I suppose the Zimbabwean needs to introduce something called "Roora Contract," this can perhaps aid in solving disputes in regards to lobola refunds.

"Roora contract," ahyas zvakaoma.

That sounds to me like a share certificate a man gets after paying bridewealth and how will that work alongside prenups—won't it make marriage in Zimbabwe too complicated than it should?
 

Nehanda

newbie
"Roora contract," ahyas zvakaoma.

That sounds to me like a share certificate a man gets after paying bridewealth and how will that work alongside prenups—won't it make marriage in Zimbabwe too complicated than it should?

In reality, most people in Zimbabwe don't have prenups because they work kinda differently than other countries but then again that's beside the point I am trying to make here.

What I really want to say is a "roora agreement" or contract is useful in cases where a son-in-law says he paid $8,000 USD in rugaba while the father-in-law disagrees saying the amount due was only $4,000 USD.

Another scenario is when mukuwasha doesn't pay the full amount of dowry all at once.
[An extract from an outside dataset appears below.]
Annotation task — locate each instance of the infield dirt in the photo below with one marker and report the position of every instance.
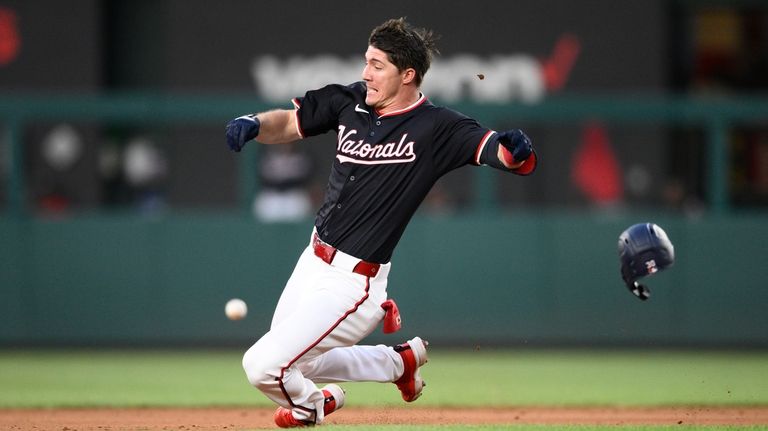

Therefore roora contracts can easily settle those disputes assuming lobola refunds are normalized in Zimbabwe in the near future.
 

Scorpio

grand master
In reality, most people in Zimbabwe don't have prenups because they work kinda differently than other countries but then again that's beside the point I am trying to make here.

What I really want to say is a "roora agreement" or contract is useful in cases where a son-in-law says he paid $8,000 USD in rugaba while the father-in-law disagrees saying the amount due was only $4,000 USD.

Another scenario is when mukuwasha doesn't pay the full amount of dowry all at once. Therefore roora contracts can easily settle those disputes assuming lobola refunds are normalized in Zimbabwe in the near future.

@Nehanda well, if you say so, I can see the practical need for them.

Although there will be an added expense of lawyers getting in involved.

My question is who will pay for that after a roora ceremony is done? Mukwasha here?
 

Queen

grand master
@Nehanda well, if you say so, I can see the practical need for them.

Although there will be an added expense of lawyers getting in involved.

My question is who will pay for that after a roora ceremony is done? Mukwasha here?

Yes, mukwasha should pay.

Wanga uchida kuti zvibhadharwe nani?